Maria Ribeiro: “Só quero não ter medo, nem de ganhar nem de perder”
Atriz e colunista escreve sobre a esperança em tempos de Copa do Mundo
Sim, eu estou vendo a Copa. E também The Crown, White Lotus, e os reacts do Casimiro. Não, eu não montei a árvore de Natal, eu sei, tenho que correr, é que dezembro e Galvão Bueno estão em processo de adaptação e até agora não se entenderam completamente.
Verão? Ah, é, estamos quase lá, preciso acionar minha versão praiana, mesmo que ela nunca tendo existido. A esperança é a última que… você sabe. Um dia ainda me adapto aos termos e condições das estações do ano e dos seus respectivos eventos, mesmo quando misturados.
Retrospectiva: vamos lá. Não ia torcer pro Brasil e estou torcendo pro Brasil, deixei de usar máscara e voltei a usar máscara, achei que a Gal era pra sempre e continuo achando, e vi meu caçula virar adolescente numa terça-feira à tarde ao voltar da padaria.
Aí, como é bom prestar atenção na vida miúda! Eu tinha esquecido. Era um tal de vida ou morte, um excesso de consciência do país por baixo de cada camiseta amarela, um desespero cívico vinte e quatro horas por dia e oito dias por semana (exatamente, oito dias), uma angústia tão grande por trás de toda e qualquer ida ao cinema ou viagem de Uber, que de repente parece que o Brasil ganhou seu nome de volta, e que todos nós fomos sorteados com o prêmio Richarlison de amor pela espécie humana.

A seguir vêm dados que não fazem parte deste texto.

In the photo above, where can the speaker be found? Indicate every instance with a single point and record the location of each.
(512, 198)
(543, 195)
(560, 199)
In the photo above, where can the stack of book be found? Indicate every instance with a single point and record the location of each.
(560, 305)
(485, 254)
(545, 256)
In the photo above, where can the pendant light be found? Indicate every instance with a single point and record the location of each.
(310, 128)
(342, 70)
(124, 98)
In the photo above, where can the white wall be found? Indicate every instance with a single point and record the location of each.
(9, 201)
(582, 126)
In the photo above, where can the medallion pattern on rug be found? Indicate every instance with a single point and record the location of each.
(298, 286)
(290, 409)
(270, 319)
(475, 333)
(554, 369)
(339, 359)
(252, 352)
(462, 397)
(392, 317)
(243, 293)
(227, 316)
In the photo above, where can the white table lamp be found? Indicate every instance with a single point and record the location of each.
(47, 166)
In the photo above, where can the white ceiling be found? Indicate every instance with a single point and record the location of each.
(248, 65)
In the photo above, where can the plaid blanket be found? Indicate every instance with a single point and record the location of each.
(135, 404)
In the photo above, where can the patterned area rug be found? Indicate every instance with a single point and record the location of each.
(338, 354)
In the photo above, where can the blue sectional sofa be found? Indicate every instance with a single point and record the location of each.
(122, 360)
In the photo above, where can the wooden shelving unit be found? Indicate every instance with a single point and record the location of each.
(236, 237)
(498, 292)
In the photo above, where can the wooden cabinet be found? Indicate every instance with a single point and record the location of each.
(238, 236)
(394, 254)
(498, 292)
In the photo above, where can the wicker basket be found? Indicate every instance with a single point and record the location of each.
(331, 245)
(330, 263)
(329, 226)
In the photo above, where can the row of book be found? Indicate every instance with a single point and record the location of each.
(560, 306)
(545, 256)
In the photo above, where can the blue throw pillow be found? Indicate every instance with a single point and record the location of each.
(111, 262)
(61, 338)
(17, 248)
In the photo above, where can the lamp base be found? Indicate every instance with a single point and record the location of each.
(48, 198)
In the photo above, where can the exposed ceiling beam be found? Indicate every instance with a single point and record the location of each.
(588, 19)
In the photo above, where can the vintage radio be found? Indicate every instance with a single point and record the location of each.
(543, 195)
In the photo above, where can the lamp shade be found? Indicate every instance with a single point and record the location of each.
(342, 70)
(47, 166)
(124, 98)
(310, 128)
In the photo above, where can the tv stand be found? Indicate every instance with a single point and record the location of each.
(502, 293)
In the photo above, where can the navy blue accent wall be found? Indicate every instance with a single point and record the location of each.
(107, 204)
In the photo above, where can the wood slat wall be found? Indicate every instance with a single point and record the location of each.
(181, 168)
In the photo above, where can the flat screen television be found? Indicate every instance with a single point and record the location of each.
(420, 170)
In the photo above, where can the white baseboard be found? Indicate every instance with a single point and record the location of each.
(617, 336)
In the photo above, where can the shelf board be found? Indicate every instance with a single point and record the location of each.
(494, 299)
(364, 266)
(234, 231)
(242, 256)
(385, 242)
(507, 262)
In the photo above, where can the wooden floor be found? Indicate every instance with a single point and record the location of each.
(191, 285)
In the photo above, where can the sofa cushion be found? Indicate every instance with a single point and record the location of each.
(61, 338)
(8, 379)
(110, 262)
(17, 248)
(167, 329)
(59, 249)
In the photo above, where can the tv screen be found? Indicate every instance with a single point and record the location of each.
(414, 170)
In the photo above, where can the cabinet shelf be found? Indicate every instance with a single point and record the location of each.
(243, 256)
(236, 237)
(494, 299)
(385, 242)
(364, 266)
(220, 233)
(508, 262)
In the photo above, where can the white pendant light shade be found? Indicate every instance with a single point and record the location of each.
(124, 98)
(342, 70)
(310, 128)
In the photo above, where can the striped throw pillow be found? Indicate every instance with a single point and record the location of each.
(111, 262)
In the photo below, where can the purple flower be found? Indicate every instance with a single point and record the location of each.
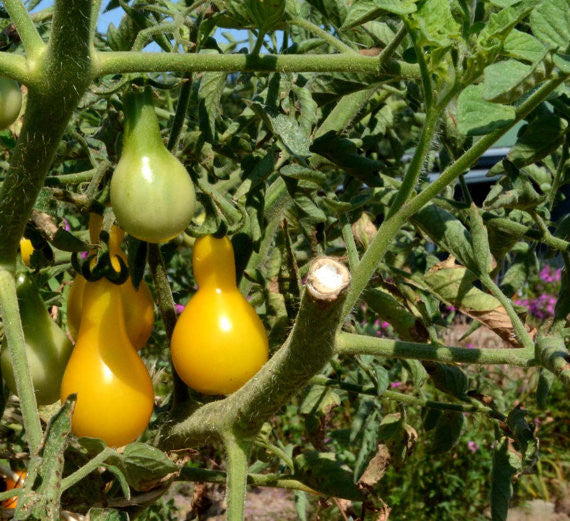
(472, 446)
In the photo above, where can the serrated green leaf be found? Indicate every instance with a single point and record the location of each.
(319, 400)
(538, 139)
(476, 116)
(447, 432)
(506, 463)
(523, 46)
(550, 22)
(144, 464)
(107, 514)
(209, 95)
(325, 474)
(436, 23)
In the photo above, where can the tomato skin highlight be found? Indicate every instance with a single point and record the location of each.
(152, 194)
(12, 502)
(47, 346)
(219, 342)
(10, 102)
(115, 397)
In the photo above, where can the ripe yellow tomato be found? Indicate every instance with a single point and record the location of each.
(12, 502)
(219, 342)
(115, 397)
(26, 250)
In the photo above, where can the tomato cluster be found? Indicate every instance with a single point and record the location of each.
(218, 343)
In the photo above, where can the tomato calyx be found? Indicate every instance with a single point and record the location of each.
(98, 265)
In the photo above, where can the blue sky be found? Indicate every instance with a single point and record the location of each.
(104, 18)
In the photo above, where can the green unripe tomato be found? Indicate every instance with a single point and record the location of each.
(47, 346)
(10, 102)
(152, 194)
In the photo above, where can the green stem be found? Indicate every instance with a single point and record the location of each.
(309, 346)
(321, 33)
(554, 355)
(475, 407)
(127, 62)
(426, 79)
(256, 480)
(168, 314)
(60, 79)
(390, 49)
(17, 349)
(391, 226)
(27, 31)
(352, 344)
(237, 453)
(520, 331)
(180, 114)
(258, 43)
(7, 494)
(71, 179)
(348, 237)
(89, 467)
(14, 66)
(410, 180)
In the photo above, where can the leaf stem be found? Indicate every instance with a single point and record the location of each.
(122, 62)
(257, 480)
(86, 469)
(17, 349)
(26, 29)
(475, 407)
(168, 314)
(391, 226)
(321, 33)
(348, 236)
(237, 453)
(352, 344)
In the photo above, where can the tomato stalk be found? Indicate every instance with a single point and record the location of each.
(17, 349)
(309, 346)
(237, 452)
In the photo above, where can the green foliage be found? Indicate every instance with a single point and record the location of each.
(312, 133)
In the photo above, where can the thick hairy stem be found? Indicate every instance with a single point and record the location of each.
(321, 33)
(17, 348)
(237, 453)
(59, 80)
(126, 62)
(25, 26)
(89, 467)
(391, 226)
(309, 346)
(167, 312)
(351, 344)
(256, 480)
(14, 66)
(553, 354)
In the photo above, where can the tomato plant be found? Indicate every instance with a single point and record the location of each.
(316, 160)
(11, 484)
(47, 346)
(114, 396)
(219, 342)
(10, 102)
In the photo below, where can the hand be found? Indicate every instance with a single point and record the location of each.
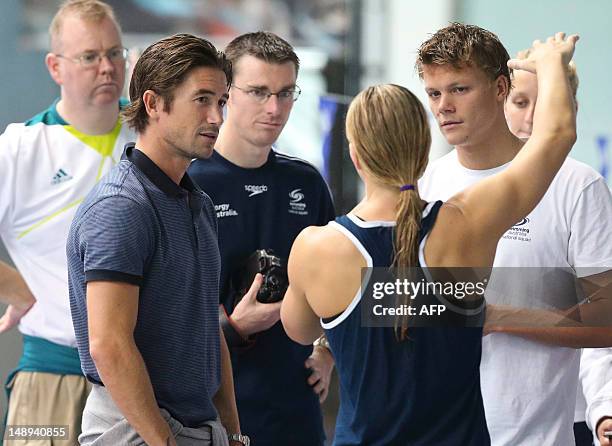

Eu sei, não posso exagerar, existe um forte componente inebriante nessa narrativa do futebol como sentido da existência, mas a verdade é que, pra mim, o pombo do Espírito Santo transformou em realidade os versos do Rappa: “Paz sem voz não é paz, é medo”. Futebol sem voz não é futebol, é dinheiro. Ou melhor, só dinheiro.
O.k., talvez eu esteja sendo ingênua. E até um pouco hipócrita. Sou, além de carioca e tricolor, do time da Madonna. Material girl nunca foi só uma música. E não, não queria morar em Cuba. Mas não gosto de comer vendo alguém com fome. Questão de egoísmo, mesmo.

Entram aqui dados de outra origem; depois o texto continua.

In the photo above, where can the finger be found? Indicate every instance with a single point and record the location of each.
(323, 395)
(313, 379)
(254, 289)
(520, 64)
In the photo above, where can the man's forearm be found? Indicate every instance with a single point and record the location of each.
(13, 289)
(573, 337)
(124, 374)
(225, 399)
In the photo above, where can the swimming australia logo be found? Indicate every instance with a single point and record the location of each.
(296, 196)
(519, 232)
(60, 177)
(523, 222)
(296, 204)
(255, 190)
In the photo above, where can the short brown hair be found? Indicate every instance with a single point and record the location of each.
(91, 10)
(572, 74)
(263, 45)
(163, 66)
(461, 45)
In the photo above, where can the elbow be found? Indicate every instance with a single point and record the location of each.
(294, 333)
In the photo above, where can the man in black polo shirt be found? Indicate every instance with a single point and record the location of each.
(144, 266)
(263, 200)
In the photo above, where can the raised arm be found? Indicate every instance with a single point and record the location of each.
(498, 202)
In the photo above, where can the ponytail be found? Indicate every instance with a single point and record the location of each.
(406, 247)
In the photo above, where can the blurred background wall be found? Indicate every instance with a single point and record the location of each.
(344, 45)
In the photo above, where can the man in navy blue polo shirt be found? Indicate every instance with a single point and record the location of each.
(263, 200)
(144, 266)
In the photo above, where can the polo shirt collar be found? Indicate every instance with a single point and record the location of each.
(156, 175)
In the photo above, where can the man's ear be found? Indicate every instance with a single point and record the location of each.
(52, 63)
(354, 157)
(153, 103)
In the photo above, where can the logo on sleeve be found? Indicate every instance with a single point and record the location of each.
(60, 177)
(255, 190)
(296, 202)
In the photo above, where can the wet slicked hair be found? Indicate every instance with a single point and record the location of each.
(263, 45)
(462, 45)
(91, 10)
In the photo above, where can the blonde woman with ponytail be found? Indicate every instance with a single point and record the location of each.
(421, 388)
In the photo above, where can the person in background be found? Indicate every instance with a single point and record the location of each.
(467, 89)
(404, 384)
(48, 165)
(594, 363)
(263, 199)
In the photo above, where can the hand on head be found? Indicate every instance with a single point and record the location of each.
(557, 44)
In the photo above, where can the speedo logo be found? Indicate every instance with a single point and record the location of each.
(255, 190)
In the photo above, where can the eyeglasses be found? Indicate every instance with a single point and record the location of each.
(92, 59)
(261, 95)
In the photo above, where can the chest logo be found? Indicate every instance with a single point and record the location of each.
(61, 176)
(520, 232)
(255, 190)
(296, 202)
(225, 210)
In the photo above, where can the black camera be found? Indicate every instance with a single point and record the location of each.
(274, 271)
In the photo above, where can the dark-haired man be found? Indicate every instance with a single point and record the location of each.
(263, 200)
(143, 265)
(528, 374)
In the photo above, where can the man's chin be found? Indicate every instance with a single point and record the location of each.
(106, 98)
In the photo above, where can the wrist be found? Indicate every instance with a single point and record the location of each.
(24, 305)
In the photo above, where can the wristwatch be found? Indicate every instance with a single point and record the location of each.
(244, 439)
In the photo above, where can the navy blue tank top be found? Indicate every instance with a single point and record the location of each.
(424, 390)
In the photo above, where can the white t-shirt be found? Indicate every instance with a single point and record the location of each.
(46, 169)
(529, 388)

“Depois de quatro anos de bolas vindas pela esquerda, um pouquinho de assistência não faz mal a ninguém. Figurinhas douradas, vento leste, gols bonitos, palavras de amor”
Escrevo este texto no meio do jogo do Brasil contra a Croácia. Não penso em mais nada além da nossa classificação. E talvez estivesse assim, de qualquer forma. Mas a entrada em cena de um herói como o atacante capixaba, deixou, aos meus olhos de torcedora tola e romântica, a Copa do Catar um tanto menos injusta.
E como a gente estava precisando! Depois de quatro anos de bolas vindas pela esquerda, um pouquinho de assistência não faz mal a ninguém. Figurinhas douradas, vento leste, gols bonitos, palavras de amor.
A duas semanas de 2023, tenho gastado meus dias fazendo a mudança da minha mãe. Às vezes a gente começa em dezembro, festeja em silêncio, canta pra dentro. No meio de dezenas de caixas, um álbum me chama a atenção. São recortes antigos de jornal, páginas de revistas velhas, cartas dos anos 50, e uma foto em preto e branco do meu pai com o Pelé.
Sim, meu pai. Com o Pelé. Em 1958. Na Suécia. O tempo é mesmo o dono de tudo. Estou ao lado dos meus dois filhos vibrando com todo o meu peito por um esporte que consiste em simplesmente correr atrás de uma bola. Faço isso exatamente como meu pai fazia, e provavelmente como meus netos farão.
São 2 horas da tarde do dia 9 de dezembro de 2022. Brasil e Croácia estão há noventa minutos tentando deixar duas nações felizes, o que é impossível. Do meu lado, eu só quero não ter medo, nem de ganhar nem de perder. Que no final das contas é sobre isso, a vida.
Às vezes é zero a zero.
Às vezes vamos pra prorrogação.
Às vezes ganhamos.
Às vezes perdemos.
Mas o gol do Richarlison, suas palavras, sua postura, isso ninguém nos tira. A isso, chamamos esperança.
Alguns homens valem por todos os outros.